復旧活動が進むが、未だ各所に爪跡が残っている。

鮫地区

 鮫地区はウミネコの繁殖地として有名な蕪島や水産観光施設「マリエント」などがある。今回の大津波によってJR八戸線が通る高台近くまで浸水したことで、沿岸部にある水産加工施設、冷蔵庫、倉庫、漁業組合などが大きな被害を受けた。これら被災した漁業・水産加工業・漁業組合・船舶部品・漁網関連などは約30社と見られ、鮫地区に於ける水産関連企業だけで地区内の3割弱を占める。それに従事する住民も多いが、一般住宅では全壊や大規模半壊が多く、甚大な被害状況と言える。蕪島はトイレ・売店・休憩施設などはすべて流出。マリエントでは海水汲み上ポンプ破壊などの損害を受けた。またJRでは鮫駅から久慈駅間が不通となるなど通勤通学にも大きな影響が出た。

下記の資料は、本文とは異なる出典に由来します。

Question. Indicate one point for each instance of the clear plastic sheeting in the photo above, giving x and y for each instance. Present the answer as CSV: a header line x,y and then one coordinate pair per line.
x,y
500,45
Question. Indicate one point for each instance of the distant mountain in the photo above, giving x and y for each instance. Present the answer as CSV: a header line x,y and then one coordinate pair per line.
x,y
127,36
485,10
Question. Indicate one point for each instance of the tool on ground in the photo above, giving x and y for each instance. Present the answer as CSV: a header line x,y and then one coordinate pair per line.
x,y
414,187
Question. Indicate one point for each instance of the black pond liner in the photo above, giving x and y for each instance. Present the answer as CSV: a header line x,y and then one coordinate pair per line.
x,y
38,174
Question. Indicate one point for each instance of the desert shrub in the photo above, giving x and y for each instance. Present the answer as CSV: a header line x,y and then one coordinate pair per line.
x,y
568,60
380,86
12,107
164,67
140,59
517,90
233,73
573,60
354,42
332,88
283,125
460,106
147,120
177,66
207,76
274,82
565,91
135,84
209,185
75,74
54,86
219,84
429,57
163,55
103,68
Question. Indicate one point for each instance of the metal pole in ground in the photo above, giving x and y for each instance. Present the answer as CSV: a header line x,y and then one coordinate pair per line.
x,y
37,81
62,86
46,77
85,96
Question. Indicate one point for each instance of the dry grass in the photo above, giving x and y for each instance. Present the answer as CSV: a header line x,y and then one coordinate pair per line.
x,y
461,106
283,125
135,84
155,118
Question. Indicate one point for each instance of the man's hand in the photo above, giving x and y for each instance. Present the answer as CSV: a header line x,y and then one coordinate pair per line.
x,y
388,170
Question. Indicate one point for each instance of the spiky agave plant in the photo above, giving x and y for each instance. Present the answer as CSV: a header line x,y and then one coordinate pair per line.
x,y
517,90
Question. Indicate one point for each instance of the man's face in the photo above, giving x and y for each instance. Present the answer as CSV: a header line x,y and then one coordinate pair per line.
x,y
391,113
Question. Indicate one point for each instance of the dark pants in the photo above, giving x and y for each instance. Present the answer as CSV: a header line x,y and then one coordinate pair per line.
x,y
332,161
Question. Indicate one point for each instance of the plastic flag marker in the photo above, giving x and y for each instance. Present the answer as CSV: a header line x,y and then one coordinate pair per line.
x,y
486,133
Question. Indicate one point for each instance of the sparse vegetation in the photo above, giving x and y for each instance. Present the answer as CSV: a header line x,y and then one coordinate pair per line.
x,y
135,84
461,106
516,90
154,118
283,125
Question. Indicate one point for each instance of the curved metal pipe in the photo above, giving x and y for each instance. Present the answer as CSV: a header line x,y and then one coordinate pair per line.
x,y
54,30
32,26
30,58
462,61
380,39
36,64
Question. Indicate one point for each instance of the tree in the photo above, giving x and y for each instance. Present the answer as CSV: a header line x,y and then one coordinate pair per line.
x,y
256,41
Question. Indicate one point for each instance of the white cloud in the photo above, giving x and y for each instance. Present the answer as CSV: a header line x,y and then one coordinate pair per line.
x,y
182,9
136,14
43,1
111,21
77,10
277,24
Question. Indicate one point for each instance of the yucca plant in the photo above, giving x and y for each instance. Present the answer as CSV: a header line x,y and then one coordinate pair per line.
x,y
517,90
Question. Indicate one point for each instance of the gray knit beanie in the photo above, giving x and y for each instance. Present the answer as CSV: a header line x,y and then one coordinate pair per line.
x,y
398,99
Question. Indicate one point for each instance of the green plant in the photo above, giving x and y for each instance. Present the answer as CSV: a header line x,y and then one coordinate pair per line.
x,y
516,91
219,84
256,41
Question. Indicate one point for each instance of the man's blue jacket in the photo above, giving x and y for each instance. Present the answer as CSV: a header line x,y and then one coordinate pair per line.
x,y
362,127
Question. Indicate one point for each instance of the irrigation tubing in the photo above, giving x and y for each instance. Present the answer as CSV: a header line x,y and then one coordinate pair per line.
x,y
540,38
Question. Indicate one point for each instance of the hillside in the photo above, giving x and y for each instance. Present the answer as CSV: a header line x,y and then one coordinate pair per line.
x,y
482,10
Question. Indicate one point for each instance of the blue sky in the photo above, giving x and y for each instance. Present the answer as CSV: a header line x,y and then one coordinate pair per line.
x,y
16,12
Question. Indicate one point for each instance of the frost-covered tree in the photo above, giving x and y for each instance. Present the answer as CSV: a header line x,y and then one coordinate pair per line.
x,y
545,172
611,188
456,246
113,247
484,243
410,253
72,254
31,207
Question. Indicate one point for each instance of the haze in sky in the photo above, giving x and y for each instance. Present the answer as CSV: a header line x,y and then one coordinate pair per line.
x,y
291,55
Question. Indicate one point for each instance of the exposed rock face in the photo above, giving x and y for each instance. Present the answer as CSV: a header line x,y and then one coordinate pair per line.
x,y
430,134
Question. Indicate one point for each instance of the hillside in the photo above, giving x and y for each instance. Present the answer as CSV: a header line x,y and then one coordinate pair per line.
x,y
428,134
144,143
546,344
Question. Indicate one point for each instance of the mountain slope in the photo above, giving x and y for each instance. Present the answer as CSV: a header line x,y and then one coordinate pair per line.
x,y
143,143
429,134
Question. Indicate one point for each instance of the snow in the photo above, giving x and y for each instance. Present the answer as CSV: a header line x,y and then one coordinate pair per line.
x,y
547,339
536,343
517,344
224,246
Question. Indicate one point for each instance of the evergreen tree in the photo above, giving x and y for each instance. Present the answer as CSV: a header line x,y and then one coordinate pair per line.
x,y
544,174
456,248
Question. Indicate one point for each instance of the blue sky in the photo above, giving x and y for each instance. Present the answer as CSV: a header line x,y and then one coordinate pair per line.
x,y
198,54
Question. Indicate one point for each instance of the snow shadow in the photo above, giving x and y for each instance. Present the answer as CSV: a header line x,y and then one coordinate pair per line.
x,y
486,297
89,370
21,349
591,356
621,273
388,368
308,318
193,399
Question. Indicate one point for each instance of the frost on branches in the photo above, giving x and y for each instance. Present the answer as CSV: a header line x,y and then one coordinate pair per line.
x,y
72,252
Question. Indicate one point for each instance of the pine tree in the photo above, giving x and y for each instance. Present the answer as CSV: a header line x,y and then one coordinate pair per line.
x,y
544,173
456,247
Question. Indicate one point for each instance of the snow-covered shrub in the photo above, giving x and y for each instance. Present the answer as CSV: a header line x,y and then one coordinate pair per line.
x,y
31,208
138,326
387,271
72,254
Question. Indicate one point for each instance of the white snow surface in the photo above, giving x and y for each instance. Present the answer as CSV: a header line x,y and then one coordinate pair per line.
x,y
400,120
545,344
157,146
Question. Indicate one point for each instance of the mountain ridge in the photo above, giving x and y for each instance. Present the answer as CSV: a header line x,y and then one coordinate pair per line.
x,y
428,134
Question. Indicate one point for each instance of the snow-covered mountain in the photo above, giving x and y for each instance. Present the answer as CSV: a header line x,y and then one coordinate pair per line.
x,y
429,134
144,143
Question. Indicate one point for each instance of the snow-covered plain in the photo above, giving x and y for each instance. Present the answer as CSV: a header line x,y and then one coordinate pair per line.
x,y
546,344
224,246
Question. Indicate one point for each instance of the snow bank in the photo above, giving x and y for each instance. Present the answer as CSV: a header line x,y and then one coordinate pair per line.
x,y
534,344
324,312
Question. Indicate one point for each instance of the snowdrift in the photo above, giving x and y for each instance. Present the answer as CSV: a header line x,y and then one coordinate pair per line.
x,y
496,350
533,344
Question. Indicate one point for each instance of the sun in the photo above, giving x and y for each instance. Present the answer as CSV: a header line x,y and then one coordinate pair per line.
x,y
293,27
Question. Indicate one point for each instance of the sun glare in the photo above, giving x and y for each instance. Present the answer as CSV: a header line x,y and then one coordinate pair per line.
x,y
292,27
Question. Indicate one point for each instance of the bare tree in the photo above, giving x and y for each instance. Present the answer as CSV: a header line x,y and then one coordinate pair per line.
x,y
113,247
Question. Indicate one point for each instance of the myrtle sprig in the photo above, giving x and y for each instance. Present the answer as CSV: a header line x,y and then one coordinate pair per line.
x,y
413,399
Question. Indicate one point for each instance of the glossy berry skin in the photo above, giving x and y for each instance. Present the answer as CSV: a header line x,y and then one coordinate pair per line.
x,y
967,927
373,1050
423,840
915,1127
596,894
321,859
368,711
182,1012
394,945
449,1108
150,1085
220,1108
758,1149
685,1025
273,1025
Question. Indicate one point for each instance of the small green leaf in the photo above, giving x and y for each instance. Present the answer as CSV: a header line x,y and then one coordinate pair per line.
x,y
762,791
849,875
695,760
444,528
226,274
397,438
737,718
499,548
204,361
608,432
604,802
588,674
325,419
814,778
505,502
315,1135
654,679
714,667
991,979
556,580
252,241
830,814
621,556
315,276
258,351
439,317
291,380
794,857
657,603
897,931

沿岸部の水産加工工場では工場設備の浸水・損壊で従業員の自宅待機や解雇などが聞かれ、漁業では船舶破損、漁網・漁具の流出などで出漁もままならない状態が続いた。徐々に復興に向けて取組み始めているが、回復まではかなりの時間を要するものと見る。

蕪島付近のトイレは横たわったままである

蕪島付近のトイレは横たわったままである。

☆          ☆          ☆

 地震津波発生から1ヶ月以上経過し、がれきや浸水車両、汚泥などは撤去され、損壊した建物、設備の修復作業が急ピッチで進められている。事業活動を再開している企業も多いが、被害の度合いによっては再開目処がたっていない企業もある。既に震災関連の金融緩和策や支援策が開始されているが、融資申込に必要な被害額算出に至っていないところも多く聞かれる。金融対策による効果が期待される一方で、各種資材・商品の品薄状態やコスト高によるリスクが高まりつつあるなか、当面は不透明な経営環境を強いられそうだ。